What the Cameras Caught​


Security footage showed Bowie entering St. Anthony Hospital on August 6, 2024. When confronted by a hospital employee, he claimed a family member was having surgery and he "needed to use the computer." The cameras told a different story — Bowie was seen trying to access multiple offices and using at least two computers, including one restricted to hospital staff.

A forensic investigation confirmed the malware was designed to take screenshots every 20 seconds and transmit them to an external IP address.

Every 20 seconds. On hospital computers. Where patient records, medical histories, and personal data live.

Who Is Jeffrey Bowie?​


According to his LinkedIn, Veritaco is a "cybersecurity, digital forensics, and private intelligence firm focused on delivering top-class services." The company has between two and ten employees. Before founding Veritaco in August 2023, Bowie worked as a Senior Cyber Security Engineer at High Point Networks.

A man whose entire professional identity revolves around protecting systems from exactly this kind of attack — chose to deploy it against a hospital.

The Stakes​


Under Oklahoma law, felony computer crime convictions carry fines between $5,000 and $100,000, imprisonment for up to ten years, or both.

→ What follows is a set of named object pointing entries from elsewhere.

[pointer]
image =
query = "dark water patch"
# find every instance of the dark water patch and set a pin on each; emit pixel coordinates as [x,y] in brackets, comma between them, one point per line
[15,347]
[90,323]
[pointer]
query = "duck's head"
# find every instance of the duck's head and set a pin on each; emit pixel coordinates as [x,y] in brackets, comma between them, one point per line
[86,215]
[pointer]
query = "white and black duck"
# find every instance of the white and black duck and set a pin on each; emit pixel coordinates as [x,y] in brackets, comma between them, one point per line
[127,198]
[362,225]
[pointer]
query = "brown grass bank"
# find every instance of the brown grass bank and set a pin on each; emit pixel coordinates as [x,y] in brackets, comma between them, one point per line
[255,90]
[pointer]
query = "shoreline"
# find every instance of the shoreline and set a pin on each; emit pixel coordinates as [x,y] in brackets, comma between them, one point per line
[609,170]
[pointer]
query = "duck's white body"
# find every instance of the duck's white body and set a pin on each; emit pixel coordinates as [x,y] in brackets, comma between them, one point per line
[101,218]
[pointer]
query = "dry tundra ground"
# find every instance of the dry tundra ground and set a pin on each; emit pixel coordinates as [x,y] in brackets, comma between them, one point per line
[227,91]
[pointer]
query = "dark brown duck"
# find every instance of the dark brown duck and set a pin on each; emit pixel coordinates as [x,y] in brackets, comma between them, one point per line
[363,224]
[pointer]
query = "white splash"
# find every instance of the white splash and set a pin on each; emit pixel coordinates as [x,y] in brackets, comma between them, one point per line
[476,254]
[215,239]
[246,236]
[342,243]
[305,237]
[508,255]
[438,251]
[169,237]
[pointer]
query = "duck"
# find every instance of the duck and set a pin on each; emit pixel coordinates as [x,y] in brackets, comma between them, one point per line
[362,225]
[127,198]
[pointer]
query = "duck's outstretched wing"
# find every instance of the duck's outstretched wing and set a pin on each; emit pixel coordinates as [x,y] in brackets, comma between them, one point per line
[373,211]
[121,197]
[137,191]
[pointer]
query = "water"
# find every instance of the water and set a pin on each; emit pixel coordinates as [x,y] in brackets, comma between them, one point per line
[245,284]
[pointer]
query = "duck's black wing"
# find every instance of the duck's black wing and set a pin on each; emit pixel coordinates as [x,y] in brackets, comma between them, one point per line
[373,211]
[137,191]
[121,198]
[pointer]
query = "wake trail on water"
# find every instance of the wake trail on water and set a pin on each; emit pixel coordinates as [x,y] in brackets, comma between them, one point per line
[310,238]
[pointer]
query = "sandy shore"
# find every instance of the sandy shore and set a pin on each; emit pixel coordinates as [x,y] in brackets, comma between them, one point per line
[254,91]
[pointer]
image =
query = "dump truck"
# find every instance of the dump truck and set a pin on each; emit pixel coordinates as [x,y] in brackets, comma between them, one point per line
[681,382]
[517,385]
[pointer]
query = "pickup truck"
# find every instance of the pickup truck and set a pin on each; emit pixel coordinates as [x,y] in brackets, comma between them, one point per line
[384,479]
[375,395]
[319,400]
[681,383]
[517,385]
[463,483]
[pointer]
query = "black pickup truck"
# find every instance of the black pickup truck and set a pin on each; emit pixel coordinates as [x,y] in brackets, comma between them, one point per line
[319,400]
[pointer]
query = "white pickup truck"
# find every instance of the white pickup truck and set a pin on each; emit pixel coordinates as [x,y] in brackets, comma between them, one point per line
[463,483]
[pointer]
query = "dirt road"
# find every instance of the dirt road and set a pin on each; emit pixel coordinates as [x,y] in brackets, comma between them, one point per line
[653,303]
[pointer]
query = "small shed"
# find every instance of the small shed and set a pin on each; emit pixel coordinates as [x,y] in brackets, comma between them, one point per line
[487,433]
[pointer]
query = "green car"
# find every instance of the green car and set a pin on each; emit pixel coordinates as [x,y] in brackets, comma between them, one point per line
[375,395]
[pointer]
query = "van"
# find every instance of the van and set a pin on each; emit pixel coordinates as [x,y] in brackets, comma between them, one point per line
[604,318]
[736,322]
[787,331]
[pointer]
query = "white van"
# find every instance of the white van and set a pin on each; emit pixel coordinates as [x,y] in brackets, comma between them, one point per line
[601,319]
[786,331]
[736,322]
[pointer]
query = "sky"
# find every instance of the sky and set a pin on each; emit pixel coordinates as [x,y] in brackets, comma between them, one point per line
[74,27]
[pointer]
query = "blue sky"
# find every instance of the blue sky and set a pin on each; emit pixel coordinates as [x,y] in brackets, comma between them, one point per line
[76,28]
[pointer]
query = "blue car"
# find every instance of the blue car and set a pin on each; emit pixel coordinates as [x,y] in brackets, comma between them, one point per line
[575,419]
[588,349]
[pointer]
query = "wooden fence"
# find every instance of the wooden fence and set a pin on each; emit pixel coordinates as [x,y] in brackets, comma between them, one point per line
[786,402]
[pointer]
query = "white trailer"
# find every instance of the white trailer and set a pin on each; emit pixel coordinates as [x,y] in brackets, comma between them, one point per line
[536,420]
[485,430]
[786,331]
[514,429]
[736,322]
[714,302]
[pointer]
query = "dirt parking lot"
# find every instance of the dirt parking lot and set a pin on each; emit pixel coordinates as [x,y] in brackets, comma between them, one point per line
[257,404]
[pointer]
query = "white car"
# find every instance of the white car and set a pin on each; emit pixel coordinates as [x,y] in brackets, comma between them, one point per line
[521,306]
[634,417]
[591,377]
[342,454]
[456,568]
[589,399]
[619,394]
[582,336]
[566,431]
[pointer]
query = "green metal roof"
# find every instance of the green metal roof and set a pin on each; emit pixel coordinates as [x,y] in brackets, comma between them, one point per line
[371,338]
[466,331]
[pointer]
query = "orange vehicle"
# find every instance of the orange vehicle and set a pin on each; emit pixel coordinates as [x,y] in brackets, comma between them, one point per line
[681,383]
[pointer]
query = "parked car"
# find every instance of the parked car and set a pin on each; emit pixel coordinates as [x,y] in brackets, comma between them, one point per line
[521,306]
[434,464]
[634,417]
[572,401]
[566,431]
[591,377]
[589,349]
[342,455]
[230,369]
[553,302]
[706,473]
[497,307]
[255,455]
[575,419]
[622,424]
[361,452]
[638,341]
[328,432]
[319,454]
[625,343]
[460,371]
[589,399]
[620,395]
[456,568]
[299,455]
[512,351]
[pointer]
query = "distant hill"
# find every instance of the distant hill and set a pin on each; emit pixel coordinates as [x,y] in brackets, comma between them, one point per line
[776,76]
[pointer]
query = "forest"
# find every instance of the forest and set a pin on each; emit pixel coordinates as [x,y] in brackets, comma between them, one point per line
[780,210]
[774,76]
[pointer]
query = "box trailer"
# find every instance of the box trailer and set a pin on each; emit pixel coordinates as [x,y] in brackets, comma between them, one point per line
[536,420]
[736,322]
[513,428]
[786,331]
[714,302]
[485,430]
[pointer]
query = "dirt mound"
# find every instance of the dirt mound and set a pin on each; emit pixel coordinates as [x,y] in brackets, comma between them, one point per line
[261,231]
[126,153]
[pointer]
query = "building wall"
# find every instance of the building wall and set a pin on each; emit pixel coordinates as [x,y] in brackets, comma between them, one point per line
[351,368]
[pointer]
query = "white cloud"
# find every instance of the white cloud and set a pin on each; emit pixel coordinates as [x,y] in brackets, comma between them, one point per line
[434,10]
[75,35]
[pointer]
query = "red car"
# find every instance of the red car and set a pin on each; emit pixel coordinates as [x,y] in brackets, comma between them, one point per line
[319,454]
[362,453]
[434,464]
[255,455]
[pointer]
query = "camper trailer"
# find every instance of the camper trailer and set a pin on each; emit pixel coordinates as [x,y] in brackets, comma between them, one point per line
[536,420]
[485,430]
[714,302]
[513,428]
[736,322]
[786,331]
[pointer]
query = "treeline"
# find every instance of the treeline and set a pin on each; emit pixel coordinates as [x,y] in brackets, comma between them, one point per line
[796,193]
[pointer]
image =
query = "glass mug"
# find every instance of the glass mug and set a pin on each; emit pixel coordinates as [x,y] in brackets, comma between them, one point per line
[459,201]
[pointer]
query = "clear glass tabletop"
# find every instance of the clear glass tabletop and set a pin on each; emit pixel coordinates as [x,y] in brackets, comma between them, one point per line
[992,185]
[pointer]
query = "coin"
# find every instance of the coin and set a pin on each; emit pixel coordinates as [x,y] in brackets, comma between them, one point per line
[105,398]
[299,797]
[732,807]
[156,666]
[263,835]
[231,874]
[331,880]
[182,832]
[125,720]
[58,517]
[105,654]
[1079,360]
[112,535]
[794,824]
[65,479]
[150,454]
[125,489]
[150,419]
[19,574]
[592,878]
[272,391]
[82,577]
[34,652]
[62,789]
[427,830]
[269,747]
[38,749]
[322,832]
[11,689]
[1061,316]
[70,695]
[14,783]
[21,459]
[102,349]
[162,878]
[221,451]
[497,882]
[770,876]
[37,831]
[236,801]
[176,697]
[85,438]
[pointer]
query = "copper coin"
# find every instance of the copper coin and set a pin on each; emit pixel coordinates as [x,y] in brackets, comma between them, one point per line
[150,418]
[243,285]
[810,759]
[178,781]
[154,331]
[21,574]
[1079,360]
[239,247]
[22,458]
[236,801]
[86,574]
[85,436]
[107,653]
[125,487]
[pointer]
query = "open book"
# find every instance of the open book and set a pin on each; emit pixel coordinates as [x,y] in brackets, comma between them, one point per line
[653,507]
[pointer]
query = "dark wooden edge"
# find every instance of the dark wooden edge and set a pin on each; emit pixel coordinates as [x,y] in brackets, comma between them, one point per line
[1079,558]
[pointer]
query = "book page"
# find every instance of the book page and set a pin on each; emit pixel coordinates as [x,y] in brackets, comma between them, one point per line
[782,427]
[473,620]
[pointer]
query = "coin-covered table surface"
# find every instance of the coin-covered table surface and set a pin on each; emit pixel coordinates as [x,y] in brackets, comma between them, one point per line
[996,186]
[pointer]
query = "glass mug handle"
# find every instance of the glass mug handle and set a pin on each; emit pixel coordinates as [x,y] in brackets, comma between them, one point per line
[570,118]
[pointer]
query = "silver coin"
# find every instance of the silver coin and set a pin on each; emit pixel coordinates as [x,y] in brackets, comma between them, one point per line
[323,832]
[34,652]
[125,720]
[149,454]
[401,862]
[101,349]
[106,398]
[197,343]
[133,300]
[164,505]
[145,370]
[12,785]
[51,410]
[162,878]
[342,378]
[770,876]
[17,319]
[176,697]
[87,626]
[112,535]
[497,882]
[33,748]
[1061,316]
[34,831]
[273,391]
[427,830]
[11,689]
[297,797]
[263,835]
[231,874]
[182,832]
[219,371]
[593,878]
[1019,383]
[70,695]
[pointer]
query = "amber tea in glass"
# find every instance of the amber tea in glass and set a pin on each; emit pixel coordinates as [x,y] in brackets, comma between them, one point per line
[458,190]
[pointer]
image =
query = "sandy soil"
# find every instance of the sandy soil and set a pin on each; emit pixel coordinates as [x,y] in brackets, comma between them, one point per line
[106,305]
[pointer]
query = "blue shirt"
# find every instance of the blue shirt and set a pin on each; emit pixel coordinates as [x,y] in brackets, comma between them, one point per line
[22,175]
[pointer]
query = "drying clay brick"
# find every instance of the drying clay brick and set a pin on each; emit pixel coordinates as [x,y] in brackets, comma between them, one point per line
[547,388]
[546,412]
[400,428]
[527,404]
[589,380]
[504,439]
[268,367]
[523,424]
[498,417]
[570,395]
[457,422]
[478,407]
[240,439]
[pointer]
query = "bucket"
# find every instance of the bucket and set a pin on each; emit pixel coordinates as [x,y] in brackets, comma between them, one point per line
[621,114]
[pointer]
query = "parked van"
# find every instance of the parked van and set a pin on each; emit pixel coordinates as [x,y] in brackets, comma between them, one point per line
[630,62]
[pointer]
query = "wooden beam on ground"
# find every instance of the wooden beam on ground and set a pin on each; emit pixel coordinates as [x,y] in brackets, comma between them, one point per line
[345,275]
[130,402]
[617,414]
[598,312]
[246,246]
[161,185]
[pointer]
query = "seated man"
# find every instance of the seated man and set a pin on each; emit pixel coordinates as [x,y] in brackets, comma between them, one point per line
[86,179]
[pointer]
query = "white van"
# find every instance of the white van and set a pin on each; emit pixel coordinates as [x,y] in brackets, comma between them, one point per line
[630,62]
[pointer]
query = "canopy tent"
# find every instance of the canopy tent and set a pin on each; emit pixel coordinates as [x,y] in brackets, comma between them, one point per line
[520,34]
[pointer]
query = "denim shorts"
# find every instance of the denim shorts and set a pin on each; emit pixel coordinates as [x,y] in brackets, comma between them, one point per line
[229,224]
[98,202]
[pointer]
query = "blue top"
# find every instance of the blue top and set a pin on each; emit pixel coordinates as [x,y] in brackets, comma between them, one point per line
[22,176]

This was not a penetration test. There was no authorization, no contract, no scope agreement. This was a cybersecurity executive breaking into a hospital and installing spyware on machines that handle patient care data.

The malware was designed to take screenshots every 20 seconds and transmit them to an outside IP address.

The fox was not guarding the henhouse. The fox built the henhouse, sold the security system, then came back at night with a crowbar.
 
Having worked in IT adjacent to healthcare systems up here in Canada — this is nightmare fuel. Hospital networks are already chronically underfunded for security. Having a cybersecurity CEO, of all people, deliberately compromising patient data systems? That's not just a crime, that's a betrayal of the entire profession. Ten years maximum seems light.